The Campaign for Real Ale (Camra) presented new evidence to MPs showing that a "shocking" number of licensees who buy their supplies from so-called pubcos were only on a salary of less than £10,000 a year, with just 1% on at least £45,000.
A survey of 600 publicans for Camra showed that 60% earned less than £10,000 and were "substantially" worse off than those free to buy beer from any supplier.
The study was published ahead of a rally in Parliament calling for a clampdown on big pub companies charging above-market rents and inflated beer prices.
Camra chief executive Mike Benner said: "These new figures reveal the shocking truth that many licensees tied to the big pub companies are struggling to survive due to unfair business deals verging on outright exploitation.
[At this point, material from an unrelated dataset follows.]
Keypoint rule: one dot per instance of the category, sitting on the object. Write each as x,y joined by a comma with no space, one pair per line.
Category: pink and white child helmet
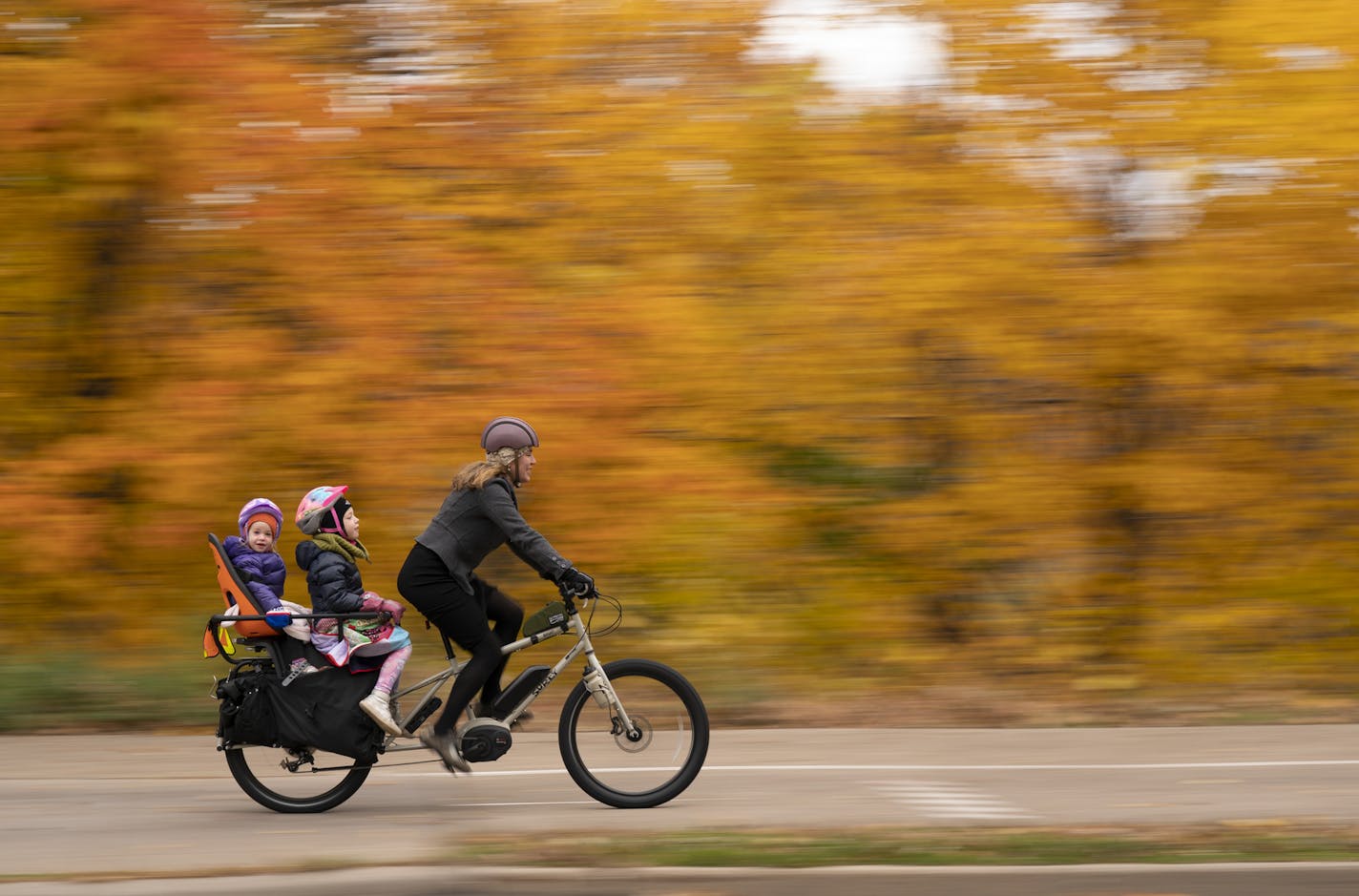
257,508
317,511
"Pubs that are invaluable community assets are being put at risk by pub companies forcing the majority of their licensees to survive on less than the minimum wage. The inability of licensees to earn sufficient income means money cannot be invested back into pubs enabling them to grow as businesses.
"The big pub companies are contributing to the destruction of Britain's pubs by failing to support their licensees with competitive wholesale beer prices and rents. Every pub failure is a disaster for the individuals involved as well as for the local community built around that pub.
"In contrast, pub companies can profit from pub failures by retaining licensees' deposits, premiums and even selling the pub off to property developers."